Polygon ETL allows you to setup an ETL pipeline in Google Cloud Platform for ingesting Polygon blockchain data into BigQuery and Pub/Sub. It comes with CLI tools for exporting Polygon data into convenient formats like CSVs and relational databases.
-
The nodes are run in a Kubernetes cluster.
-
Airflow DAGs export and load Polygon data to BigQuery daily. Refer to Polygon ETL Airflow for deployment instructions.
-
Polygon data is polled periodically from the nodes and pushed to Google Pub/Sub. Refer to Polygon ETL Streaming for deployment instructions.
-
Polygon data is pulled from Pub/Sub, transformed and streamed to BigQuery. Refer to Polygon ETL Dataflow for deployment instructions.
-
Follow the instructions in Polygon ETL Airflow to deploy a Cloud Composer cluster for exporting and loading historical Polygon data.

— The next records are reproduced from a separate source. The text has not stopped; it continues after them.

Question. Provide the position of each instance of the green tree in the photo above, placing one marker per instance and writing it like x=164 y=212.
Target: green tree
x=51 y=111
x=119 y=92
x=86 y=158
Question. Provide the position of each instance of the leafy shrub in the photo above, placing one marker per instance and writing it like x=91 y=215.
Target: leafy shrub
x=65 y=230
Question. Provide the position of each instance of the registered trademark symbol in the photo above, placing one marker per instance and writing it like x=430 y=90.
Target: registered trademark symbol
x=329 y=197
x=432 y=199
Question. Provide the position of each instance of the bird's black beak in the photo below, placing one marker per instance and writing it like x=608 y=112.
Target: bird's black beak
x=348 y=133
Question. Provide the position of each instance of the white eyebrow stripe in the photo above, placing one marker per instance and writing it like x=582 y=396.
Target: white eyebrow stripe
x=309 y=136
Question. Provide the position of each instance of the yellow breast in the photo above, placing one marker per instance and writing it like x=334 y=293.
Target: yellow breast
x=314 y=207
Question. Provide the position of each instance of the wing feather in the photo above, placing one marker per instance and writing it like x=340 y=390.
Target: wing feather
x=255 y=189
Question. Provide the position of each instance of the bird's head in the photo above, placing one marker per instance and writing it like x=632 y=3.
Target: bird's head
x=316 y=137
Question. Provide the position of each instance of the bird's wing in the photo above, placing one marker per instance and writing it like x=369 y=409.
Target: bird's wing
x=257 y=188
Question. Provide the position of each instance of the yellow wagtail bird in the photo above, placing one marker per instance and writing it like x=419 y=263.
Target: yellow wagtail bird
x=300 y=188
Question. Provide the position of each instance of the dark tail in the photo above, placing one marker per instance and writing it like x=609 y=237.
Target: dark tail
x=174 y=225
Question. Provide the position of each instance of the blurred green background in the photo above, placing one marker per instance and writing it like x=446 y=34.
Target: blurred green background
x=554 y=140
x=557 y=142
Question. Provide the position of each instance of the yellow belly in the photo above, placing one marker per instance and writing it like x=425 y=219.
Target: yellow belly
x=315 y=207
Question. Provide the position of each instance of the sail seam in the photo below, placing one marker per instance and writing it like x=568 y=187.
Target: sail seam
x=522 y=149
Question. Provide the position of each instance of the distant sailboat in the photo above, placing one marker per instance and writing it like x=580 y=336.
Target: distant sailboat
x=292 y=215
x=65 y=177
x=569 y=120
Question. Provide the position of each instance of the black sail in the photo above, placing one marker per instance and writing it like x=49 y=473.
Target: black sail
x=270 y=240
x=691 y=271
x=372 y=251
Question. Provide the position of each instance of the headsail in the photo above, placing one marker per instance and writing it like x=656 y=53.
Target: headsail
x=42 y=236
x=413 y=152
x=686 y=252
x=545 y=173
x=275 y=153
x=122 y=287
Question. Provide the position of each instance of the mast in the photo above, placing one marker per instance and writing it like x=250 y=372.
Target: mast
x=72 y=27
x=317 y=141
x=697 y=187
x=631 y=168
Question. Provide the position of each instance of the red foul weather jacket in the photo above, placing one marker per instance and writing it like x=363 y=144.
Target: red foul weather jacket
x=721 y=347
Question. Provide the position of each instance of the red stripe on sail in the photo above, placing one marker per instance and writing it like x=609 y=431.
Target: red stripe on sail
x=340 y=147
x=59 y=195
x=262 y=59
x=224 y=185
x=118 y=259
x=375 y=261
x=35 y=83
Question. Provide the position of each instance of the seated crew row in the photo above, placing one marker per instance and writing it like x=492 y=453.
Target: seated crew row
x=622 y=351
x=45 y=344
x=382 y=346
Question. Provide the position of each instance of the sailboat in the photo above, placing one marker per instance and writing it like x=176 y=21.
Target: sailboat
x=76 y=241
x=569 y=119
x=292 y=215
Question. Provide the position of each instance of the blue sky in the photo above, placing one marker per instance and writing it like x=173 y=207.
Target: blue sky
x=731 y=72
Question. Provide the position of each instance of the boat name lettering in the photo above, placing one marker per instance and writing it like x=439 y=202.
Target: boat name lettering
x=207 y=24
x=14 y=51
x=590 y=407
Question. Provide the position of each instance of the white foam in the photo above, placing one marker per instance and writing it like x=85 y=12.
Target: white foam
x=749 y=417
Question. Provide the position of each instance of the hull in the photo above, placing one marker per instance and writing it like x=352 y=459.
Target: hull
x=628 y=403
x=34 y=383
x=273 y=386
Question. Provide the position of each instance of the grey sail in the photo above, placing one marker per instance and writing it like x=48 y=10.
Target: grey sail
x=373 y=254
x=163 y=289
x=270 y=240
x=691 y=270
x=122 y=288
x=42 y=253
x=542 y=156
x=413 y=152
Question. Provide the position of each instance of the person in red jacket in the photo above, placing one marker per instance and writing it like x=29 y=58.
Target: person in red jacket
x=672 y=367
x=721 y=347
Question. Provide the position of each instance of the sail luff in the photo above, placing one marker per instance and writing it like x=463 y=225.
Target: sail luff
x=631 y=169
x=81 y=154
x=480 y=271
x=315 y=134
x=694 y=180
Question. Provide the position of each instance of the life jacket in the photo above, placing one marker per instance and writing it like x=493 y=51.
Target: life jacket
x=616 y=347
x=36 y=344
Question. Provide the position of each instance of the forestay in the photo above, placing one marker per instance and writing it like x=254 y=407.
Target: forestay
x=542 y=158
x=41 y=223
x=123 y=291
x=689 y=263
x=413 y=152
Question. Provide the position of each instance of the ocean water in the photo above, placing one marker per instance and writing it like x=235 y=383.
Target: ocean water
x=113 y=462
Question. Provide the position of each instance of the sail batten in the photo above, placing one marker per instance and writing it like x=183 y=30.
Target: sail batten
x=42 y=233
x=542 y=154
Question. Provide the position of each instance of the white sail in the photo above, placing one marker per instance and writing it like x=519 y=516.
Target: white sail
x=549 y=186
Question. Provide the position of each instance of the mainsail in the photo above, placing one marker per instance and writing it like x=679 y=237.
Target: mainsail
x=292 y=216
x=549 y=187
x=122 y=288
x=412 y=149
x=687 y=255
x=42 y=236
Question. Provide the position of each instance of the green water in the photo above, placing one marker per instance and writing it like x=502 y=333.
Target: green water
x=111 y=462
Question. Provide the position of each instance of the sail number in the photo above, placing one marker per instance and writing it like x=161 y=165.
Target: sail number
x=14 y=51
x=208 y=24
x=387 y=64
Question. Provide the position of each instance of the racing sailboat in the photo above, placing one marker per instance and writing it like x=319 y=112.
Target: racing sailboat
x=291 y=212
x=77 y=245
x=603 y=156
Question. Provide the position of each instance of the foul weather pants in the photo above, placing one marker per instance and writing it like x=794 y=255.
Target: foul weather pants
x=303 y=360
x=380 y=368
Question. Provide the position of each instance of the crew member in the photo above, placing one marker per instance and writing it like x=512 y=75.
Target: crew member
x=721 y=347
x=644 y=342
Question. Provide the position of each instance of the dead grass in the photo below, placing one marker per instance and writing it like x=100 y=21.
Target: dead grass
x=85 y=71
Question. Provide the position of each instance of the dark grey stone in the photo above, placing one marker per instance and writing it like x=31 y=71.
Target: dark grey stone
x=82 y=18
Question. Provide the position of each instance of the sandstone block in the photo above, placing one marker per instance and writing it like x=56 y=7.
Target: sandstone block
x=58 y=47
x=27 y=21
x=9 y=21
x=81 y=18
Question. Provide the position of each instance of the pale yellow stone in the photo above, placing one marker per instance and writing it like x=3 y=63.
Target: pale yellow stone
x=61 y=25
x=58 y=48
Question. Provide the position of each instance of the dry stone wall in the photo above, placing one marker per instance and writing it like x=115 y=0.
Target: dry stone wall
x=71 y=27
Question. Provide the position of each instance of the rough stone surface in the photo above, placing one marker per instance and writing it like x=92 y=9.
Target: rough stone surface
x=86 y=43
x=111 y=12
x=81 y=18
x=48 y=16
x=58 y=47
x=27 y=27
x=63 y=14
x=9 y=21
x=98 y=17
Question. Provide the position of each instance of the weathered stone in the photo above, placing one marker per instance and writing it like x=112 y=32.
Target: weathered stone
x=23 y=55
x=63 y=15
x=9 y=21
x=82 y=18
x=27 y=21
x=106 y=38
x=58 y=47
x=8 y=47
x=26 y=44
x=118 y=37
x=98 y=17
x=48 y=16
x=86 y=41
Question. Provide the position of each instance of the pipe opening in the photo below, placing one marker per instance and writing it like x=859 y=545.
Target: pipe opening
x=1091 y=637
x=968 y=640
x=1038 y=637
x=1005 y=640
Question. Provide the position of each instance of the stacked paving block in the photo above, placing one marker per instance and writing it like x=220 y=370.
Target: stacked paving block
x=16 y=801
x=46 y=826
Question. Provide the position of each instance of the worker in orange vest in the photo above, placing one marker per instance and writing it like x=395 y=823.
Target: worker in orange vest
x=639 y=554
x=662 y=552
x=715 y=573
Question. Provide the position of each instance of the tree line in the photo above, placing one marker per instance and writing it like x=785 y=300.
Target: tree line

It may take several days for the export DAG to catch up. During this time "load" and "verify_streaming" DAGs will fail.
-
Follow the instructions in Polygon ETL Streaming to deploy the Streamer component. For the value in
last_synced_block.txt
specify the last block number of the previous day. You can query it in BigQuery:SELECT number FROM crypto_polygon.blocks ORDER BY number DESC LIMIT 1
. -
Follow the instructions in Polygon ETL Dataflow to deploy the Dataflow component. Monitor "verify_streaming" DAG in Airflow console, once the Dataflow job catches up the latest block, the DAG will succeed.